人到佳节倍思亲,每当夏日繁星当空,我都会仰望星空,寻找我失去的双亲,阿爸和嬷妈,我是南京人,用当地方言如此称呼我的双亲一辈子。联想起她们相濡相沫,一起携手度过结婚70年的铂金婚,走完相亲相爱七十多年快乐人生。
我阿爸出身于1911年,是辛亥革命的同龄人,大我嬷妈七岁,,嬷妈生于1918年,属马.两人缘于青梅竹马,十六岁就成婚生子,相夫教子,为张氏家生了四男四女八个孩子,当了一辈子的贤妻良母,家庭妇女。

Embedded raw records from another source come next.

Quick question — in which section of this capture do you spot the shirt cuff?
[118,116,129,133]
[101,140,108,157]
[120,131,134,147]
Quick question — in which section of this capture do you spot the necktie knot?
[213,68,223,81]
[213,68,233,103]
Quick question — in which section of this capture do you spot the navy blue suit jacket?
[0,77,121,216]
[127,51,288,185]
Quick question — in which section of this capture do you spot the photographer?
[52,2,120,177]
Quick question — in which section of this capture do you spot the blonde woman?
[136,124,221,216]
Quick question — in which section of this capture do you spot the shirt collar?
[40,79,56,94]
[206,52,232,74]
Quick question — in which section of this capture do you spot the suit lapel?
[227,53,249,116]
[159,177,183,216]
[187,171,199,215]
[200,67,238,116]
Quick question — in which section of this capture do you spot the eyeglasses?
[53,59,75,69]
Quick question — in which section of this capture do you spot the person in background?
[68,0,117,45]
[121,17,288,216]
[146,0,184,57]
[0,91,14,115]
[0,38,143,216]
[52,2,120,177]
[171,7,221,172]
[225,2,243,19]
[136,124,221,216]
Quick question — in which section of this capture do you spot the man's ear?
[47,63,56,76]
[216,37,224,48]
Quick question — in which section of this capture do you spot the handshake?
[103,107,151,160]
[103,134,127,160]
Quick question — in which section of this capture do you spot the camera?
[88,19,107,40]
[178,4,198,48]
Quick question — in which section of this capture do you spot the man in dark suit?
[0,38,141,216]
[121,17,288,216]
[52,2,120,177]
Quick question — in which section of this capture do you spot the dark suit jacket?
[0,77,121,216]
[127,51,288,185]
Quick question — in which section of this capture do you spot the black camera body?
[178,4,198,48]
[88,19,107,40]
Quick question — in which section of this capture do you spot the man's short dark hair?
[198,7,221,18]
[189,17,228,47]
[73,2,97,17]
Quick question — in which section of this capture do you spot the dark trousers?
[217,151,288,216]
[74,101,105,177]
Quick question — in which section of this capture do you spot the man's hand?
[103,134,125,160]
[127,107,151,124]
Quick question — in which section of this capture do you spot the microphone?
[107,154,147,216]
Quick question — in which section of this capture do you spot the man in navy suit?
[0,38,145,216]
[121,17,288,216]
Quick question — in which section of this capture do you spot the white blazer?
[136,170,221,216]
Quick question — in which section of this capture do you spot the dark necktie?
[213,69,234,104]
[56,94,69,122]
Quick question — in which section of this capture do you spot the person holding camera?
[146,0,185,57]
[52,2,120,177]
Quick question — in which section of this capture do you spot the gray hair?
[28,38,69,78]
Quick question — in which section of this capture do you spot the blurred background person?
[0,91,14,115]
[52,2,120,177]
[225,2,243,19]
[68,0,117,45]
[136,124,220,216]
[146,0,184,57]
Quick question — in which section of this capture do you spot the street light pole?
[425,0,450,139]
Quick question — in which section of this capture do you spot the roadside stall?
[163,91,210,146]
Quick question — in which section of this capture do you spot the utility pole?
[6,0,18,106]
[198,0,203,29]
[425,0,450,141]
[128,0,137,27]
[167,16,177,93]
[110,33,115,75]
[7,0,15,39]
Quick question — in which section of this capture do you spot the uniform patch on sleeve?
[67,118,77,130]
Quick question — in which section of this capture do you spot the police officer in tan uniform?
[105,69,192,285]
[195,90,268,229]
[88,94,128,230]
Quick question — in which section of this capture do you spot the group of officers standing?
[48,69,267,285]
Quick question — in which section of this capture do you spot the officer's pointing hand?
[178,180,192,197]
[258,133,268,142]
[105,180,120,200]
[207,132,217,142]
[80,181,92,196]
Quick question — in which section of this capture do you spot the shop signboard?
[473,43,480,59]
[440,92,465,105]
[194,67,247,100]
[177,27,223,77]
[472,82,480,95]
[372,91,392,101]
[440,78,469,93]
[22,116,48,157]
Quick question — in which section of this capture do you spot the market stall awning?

我阿爸从小就好学要强,为人正直,知书达礼,不愿继承我爷爷一手好手艺,专做旗袍中装的裁缝职业,自学考进南京邮政局,端上了摔不破的橡皮饭碗职业,听我阿爸说,他在南京曾经给梅园新村送过信.1949年南京解放,阿爸抽调至华东邮政干校学习,1951年,在他而立之年分配来常州邮政局工作,,举家搬迁,拖儿带女,带着五个孩子来到举目无亲的常州,为了不给组织找麻烦,没有申请武宜路上的邮电新村单位房,自已在博爱门内放生池旁租了一间私人的西厢房安家落户,唯一变化的是,南京享有83元的月工资来到常州三等城市减去地区差变成71元,这在当时可是了不起的高工资,这工资一直伴随着阿爸到上世纪七十年代退休一直没变动。到常州安居乐业才五年,又有两个弟弟一个妹妹相继来到人间,长子已经21岁,末郎头还在襁褓之中。好在大哥考上南京电力学校离家升学,爷爷又因摔断双腿,支着双拐来到常州,一家十余口,全靠父亲一个人的工资维持基本生活,供子女上学,,嬷妈在家每天把阿爸装扮得光鲜耀人,笔挺的中山装,两条缝的裤子,黑皮鞋,金丝眼镜,还有一块折成方块的府绸彩格手帕,两个辅鸡蛋一砚阳春面是我阿爸几十年如一日必备早餐,然后步行去上班,而家中其他人,早上一大锅稀饭,中午一大锅菜饭,每顿都分好份吃。穿衣更是新三年,旧三年,缝缝补补再三年,大的穿不下小的接着穿。但都给嬷妈料理得干干净净,整整齐齐,嬷妈每天在井台上洗衣服,再艰苦的日子扛着过,也没丢弃和送走一个孩子。为了维持家用,嬷妈到市中心百货大搂对面的德和服装承接分包针线活,扛回批量衣裤代撬边,锁洞订钮扣,我们是全家总动员,嬷妈撬边,阿爸承载祖传裁缝的基因,下班回家就飞针走线锁起钮扣孔,就连我,也要帮助订钮扣,嬷妈要求特别高,每个钮扣必须在十针以上,一点马虎不得。我嬷妈还有一手绝活,给中式服装和旗袍打盘相扣,阿爸将布剪成条,一头固定在桌上,撬成一条条,嬤妈手拿一个镊子,把布条打成一字扣,琵琶扣,蝴蝶扣,五花八门成为当时抢手货,用汗水共度难关。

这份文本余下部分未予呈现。